The Role of the Department of Health (DOH)
At the Central Education and Training for Health Personnel (Pusdiknakes), which is under the Department of Health, a curriculum guide on a 3-year Medical Record and Health Information program (known as APIKES) was formulated around 1997 with the reference to the MRA curriculum that I designed for the first MRA school in 1989. Compared to the MRA curriculum, the new curriculum guide formulated by the Pusdiknakes team added many subjects mandated by the Department of Education, thus reducing the lecturing hours of certain important subjects, such as medical terminology, coding, computer software of epinfo, biostatistics/statistics, etc. Based on this new MRHI curriculum guide, Pusdiknakes openly offered private entities the opportunity to establish MRHI schools in Indonesia. Pusdiknakes believes private entities can fulfill the Indonesian needs for health personnel, especially in MRHI. As a result, many private entities from various provinces in Indonesia opened MRHI schools using the new MRHI curriculum guide made by Pusdiknakes. Most of these private entities who own MRHI schools are business-oriented people with no or very little health background and rest are doctors or retired nurses. These business people regard the new health school of MRHI as a potential source of profit. As a result, there were rapid increases in the numbers of new MRHI schools being opened, especially within the 5-year period of 1997-2002.

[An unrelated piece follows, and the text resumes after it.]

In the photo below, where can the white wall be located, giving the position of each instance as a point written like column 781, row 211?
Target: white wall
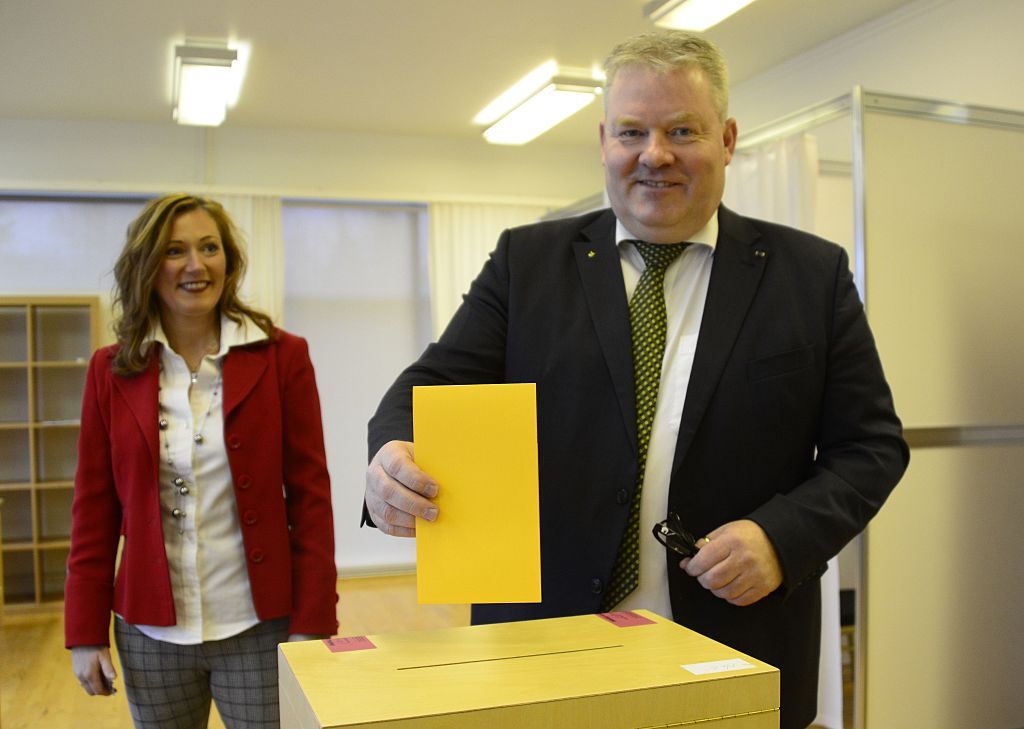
column 958, row 50
column 91, row 156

Quality Problem with MRHI Schools
Most of these private entities that opened MRHI schools obtained their operating license easily with loose educational quality control from the provincial area. So far, most of the lecturers of MHRI schools are nurses, a few doctors, or medical record personnel from hospitals who do not have any basic formal education in MRHI. When they train the students, it is merely based on their experiences. Moreover, most of the MRHI schools have insufficient computer labs and offer limited practical work (clinical practice) in hospitals. Reference materials in the Indonesian language are limited. Most of the MRHI schools prefer searching for materials from the existing limited sources--papers from various medical record seminars or training sessions.
In 1991, the DOH published a medical record technical guide book, known as the "yellow book." The content is a compilation of several papers edited or taken from the 1980s, eight-week training program from the DOH team on medical record management. Other references are old copies of Medical Record Quarterly Journal (1981-1989), which was published by the Medical Record Committee under the Jakarta Metropolitan Health Department. Most of these MRHI schools do not have journals in English or textbooks on medical record or health information management. Some of the MHRI school directors have never heard of "the bible" textbook by Edna K. Huffman.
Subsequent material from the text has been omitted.